Senators clarified there are still some bumps to navigate before a floor vote. Romney said they’re still waiting on a score from the Congressional Budget Office, and Murray said the total amount is still in flux and that it’s too early to say their work is done.

The full price tag would be covered by reneging other funding, including more than $2 billion in unused aid for venues like zoos and theaters that were closed because of Covid, said Sen. Blunt.

Most of the bill’s funds would be rerouted from money included in the $1.9 trillion pandemic aid package President Joe Biden signed into law a year ago. Romney said “we’ve reached an agreement in principle on all the spending and all of the offsets.”

The full package could clear the chamber in the coming days and head to the House, where many Democrats aren’t satisfied with the plan to significantly downsize the size of the package. The Senate negotiations are necessary after House Democrats torpedoed an earlier version of the package, as individual members fought efforts to fund the effort with leftover Covid money allocated to their states.

“I think what the Republicans are doing is either they don’t care or they don’t know. But it is wrong,” Speaker Nancy Pelosi told reporters Thursday, though she did not say her caucus would refuse to consider a scaled-back version.

Multiple House Democrats are already threatening to withhold their support for a pandemic bill that does not include the $5 billion in global vaccination funds. Even if they cannot negotiate a bigger price tag, several lawmakers said they will demand that at least some of the funding goes toward international health efforts.

“I just cannot support another round of Covid funding that just completely eviscerates our ability to be, as Joe Biden put it, the arsenal of vaccines for the world,” Rep. Tom Malinowski (D-N.J.) said. “We have to get it right.”

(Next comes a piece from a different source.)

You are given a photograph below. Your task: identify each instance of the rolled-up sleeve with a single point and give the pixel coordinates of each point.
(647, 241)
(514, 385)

“I continue to be mystified by the willingness of some at the White House to deprioritize what every expert would agree is the most important and cost-effective thing we can do to protect ourselves,” Malinowski said of the administration’s decision to sign off on the deal without global funding.

GOP senators floated the $10 billion aid package on Wednesday — scaling back a previously negotiated $15.6 billion deal that collapsed in the House earlier this month. It’s also far less than the White House’s initial request of nearly $22.5 billion, which included asks for tests, therapeutics and vaccines — including shots for children under 5 years old, which could be approved in the coming months. The GOP’s latest proposal was first reported by The Hill.

Under the emerging deal, some funding would come from education and agriculture accounts, plus a pot of money that was supposed to be spent on aviation manufacturing. No money would be taken from general pandemic assistance to state and local governments.

Half of the roughly $10 billion total would be spent on therapeutic medicines that treat Covid. The Biden administration could use the other half on a broad range of pandemic health work, including researching “long Covid” and potentially tweaking the vaccine to protect against new variants of the virus, Blunt said.

After Congress’ initial Covid funding deal fell apart, the White House has turned up the pressure on lawmakers to deliver quickly. Officials have repeatedly warned that they don’t have the funds to restock vaccines with another potential Omicron wave on the horizon, among other pressing needs.

The funding struggle is expected to drag on, even after final passage, since $10 billion is only enough to run federal pandemic efforts for a few months. Blunt said he expects the White House will “soon” need to ask Congress for another influx of money to fund federal work on Covid treatments, vaccines and testing into the summer.

Pelosi, among other Democrats, also voiced concern about the Senate’s plan to trim the size of the package during a closed-door meeting of lawmakers earlier Thursday, according to multiple people in the room.

House Appropriations Chair Rosa DeLauro (D-Conn.) on Thursday wouldn’t say whether the House would make its own changes to the deal, likening it to an unfinished culinary creation: “It’s not jello yet. It’s not chicken salad yet. We’ll wait to see.”

Marianne LeVine contributed to this report.